Beef Steak (Lean Only Eaten) (100 G)
Afternoon Snack
91 mg/dL
avg. peak value
Usually has a stable response
Avg. Food Score on Ultrahuman App
Ultrahuman Users got a STABLE response
How to consume Beef Steak (Lean Only Eaten) without glucose spikes
Pair with Fiber-Rich Vegetables
Include non-starchy vegetables like broccoli, spinach, or green beans with your steak to slow down digestion and stabilize glucose levels.
Incorporate Healthy Fats
Add a source of healthy fats such as avocado, olive oil, or nuts to your meal.
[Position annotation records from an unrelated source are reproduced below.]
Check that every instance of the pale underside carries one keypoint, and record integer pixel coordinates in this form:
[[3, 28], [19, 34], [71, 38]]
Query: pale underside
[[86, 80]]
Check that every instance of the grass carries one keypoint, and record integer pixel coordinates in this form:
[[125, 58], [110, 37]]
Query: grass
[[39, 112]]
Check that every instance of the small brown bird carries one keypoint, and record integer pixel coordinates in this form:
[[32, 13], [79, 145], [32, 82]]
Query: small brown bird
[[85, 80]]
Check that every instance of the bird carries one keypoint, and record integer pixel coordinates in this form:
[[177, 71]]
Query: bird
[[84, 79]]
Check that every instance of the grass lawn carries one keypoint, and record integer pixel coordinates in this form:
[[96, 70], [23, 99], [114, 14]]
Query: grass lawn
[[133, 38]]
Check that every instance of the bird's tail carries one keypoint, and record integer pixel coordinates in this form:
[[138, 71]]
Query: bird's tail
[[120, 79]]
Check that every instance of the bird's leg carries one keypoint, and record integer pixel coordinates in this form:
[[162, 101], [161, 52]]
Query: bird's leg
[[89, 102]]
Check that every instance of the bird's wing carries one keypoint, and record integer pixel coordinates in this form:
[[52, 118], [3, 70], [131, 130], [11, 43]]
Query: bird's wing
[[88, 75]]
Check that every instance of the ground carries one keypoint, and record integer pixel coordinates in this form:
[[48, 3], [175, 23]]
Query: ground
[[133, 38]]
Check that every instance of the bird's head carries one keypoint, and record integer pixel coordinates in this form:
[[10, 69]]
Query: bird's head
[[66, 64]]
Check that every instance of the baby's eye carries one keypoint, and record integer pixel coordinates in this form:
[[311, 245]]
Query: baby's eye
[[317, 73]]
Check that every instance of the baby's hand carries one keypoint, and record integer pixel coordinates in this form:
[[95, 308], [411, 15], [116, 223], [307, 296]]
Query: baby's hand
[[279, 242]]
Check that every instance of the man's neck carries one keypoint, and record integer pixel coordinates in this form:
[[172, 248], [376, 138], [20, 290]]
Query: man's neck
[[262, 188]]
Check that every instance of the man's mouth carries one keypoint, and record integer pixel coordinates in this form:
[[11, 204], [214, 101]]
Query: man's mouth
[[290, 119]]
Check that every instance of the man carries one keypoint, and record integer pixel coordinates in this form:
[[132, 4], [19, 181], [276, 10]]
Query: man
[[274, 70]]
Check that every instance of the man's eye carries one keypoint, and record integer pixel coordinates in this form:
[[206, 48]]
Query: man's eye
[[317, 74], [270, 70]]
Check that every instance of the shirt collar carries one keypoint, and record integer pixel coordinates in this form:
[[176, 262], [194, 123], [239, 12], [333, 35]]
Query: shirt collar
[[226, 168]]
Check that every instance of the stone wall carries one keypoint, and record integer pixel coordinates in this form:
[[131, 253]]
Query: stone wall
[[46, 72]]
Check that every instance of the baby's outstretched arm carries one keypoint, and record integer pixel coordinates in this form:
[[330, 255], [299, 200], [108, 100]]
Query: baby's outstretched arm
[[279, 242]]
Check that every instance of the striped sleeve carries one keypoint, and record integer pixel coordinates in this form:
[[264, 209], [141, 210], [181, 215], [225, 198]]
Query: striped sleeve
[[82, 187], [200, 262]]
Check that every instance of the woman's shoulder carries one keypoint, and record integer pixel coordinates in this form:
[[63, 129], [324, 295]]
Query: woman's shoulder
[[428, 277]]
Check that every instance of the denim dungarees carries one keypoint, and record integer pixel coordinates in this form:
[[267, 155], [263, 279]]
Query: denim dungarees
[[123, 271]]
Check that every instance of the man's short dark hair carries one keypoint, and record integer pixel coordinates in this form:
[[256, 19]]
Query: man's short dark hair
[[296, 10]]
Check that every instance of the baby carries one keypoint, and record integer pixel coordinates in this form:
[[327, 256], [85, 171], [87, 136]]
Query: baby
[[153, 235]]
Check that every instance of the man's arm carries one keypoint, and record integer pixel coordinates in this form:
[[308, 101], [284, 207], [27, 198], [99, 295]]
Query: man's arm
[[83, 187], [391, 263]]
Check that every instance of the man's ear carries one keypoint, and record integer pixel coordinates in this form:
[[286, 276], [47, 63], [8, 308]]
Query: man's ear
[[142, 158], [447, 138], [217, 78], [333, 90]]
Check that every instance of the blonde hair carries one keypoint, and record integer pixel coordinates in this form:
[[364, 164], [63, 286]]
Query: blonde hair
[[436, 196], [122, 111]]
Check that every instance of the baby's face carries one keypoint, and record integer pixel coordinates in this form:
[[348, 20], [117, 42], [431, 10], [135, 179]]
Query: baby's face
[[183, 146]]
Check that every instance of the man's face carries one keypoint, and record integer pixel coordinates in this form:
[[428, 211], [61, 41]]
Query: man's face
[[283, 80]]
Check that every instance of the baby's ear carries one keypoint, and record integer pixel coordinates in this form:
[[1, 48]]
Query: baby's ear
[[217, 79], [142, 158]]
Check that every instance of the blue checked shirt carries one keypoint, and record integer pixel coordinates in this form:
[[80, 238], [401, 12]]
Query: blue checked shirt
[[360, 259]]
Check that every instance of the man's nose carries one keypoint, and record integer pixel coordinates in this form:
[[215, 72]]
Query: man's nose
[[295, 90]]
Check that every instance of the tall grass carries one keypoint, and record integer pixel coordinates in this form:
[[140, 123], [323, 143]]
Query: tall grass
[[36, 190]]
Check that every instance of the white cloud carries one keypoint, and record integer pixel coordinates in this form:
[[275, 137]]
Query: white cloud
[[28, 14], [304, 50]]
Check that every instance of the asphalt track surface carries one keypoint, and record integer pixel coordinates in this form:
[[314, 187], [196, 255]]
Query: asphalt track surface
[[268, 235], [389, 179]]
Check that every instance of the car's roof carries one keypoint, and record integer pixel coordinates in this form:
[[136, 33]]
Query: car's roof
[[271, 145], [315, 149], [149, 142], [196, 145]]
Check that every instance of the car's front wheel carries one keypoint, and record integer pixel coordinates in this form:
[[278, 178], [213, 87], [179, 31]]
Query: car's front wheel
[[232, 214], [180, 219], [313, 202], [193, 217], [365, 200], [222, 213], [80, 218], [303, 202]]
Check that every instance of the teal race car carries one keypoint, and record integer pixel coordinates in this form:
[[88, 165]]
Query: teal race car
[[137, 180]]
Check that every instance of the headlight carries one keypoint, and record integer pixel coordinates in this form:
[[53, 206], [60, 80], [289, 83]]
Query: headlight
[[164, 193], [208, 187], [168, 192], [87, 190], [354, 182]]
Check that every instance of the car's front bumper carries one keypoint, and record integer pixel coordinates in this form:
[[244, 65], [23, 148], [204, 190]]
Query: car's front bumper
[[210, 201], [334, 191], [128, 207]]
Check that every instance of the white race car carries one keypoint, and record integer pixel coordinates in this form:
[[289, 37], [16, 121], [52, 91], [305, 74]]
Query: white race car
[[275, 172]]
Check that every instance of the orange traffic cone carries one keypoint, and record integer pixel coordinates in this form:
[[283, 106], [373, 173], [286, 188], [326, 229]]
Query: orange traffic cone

These can help slow the absorption of glucose into the bloodstream.
Opt for Whole Grains
If you want to include a carbohydrate, choose whole grains like quinoa or barley, which are digested more slowly.
Eat Smaller Portions
Reducing the portion size of beef steak can help minimize the impact on glucose levels.
Stay Hydrated
Drink water with your meal to aid in digestion and help maintain stable glucose levels.
Use Vinegar as a Dressing
Adding vinegar to salads or vegetables can help improve insulin sensitivity and reduce glucose spikes.
Chew Thoroughly
Eating slowly and chewing your food thoroughly can help with digestion and give your body more time to process glucose.
Include Protein
Consider adding other lean protein sources, like chicken or fish, to your meal to balance macronutrient intake.
Avoid Sugary Sauces
Steer clear of sauces or marinades with added sugars, which can increase glucose levels.
Exercise Post-Meal
Engaging in light physical activity, like a walk, after eating can help your body use glucose more effectively and reduce spikes.